Adobe report: Smartphone traffic is growing but visits are shorter.

Mobile page speed matters. And new data from Adobe shows that with speed comes revenue.

Adobe Digital Insights has released a report called “A Mobile-First World,” which contains data on US and international smartphone usage patterns. The company says it’s based on “a trillion visits” to more than 5,000 websites from 2015 to the end of 2017. There was also a companion survey of 4,000 respondents in the US, the UK, Germany and France.

The coming of 5G will translate into an additional $12 billion in mobile commerce revenue for retailers in three years, according to Adobe projections. That assumes a smooth, scheduled rollout of 5G networks. Nonetheless, it’s a clear statement that when friction is removed from the user experience, people respond.

The “revenue per visit” gap between the desktop and smartphones has been closing over the past couple of years. In January of 2015, smartphone visits were worth about 20 percent of desktop visits. At the end of last year, they were worth about 30 percent.

Smartphone visits grow, while desktop and tablets decline

While faster networks, sites and apps will mean more revenue, Adobe also says that smartphone session visits have shortened by roughly 10 percent in three years. That includes number of pages visited and time spent per visit. So even as there’s been smartphone growth, users appear to be less patient.

Traffic to websites coming from the desktop and tablets have declined during the same period of time. Only smartphone visits have grown. Smartphone visits have grown 89 percent since 2015, while desktop traffic has declined 17 percent. However, desktop traffic still dominates with about 61 percent of visits.

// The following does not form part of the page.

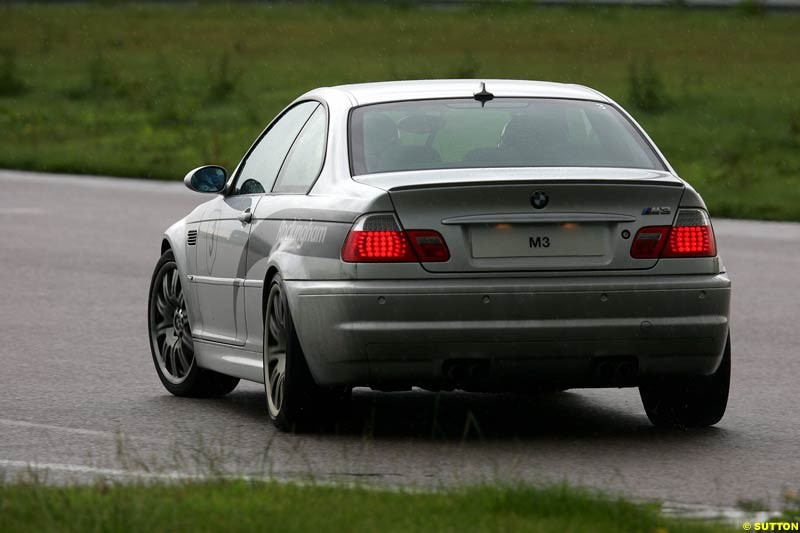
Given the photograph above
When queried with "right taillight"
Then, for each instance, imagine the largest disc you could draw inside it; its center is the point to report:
(378, 238)
(690, 236)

Another interesting finding, which may be more correlation rather than causation, is that higher screen resolution is tied to higher mobile order value. Adobe found that every additional 10,000 pixels translates into a $1.18 bump in order value. However, on the desktop, strangely, higher pixel counts are connected to diminishing order value.

It may be that higher-resolution phones are more expensive and tend to be owned by people who have more money and spend more online. But the higher-resolution, lower-value desktop equation is curious.

In the US, Adobe found that iOS devices (mainly iPhones) were responsible for 59 percent of mobile visits. That compares with Apple’s 45 percent market share in the US. Outside the US, Adobe found that Europeans were less likely to have tried augmented reality on their phones and less likely to use voice search and digital assistants “in front of others.”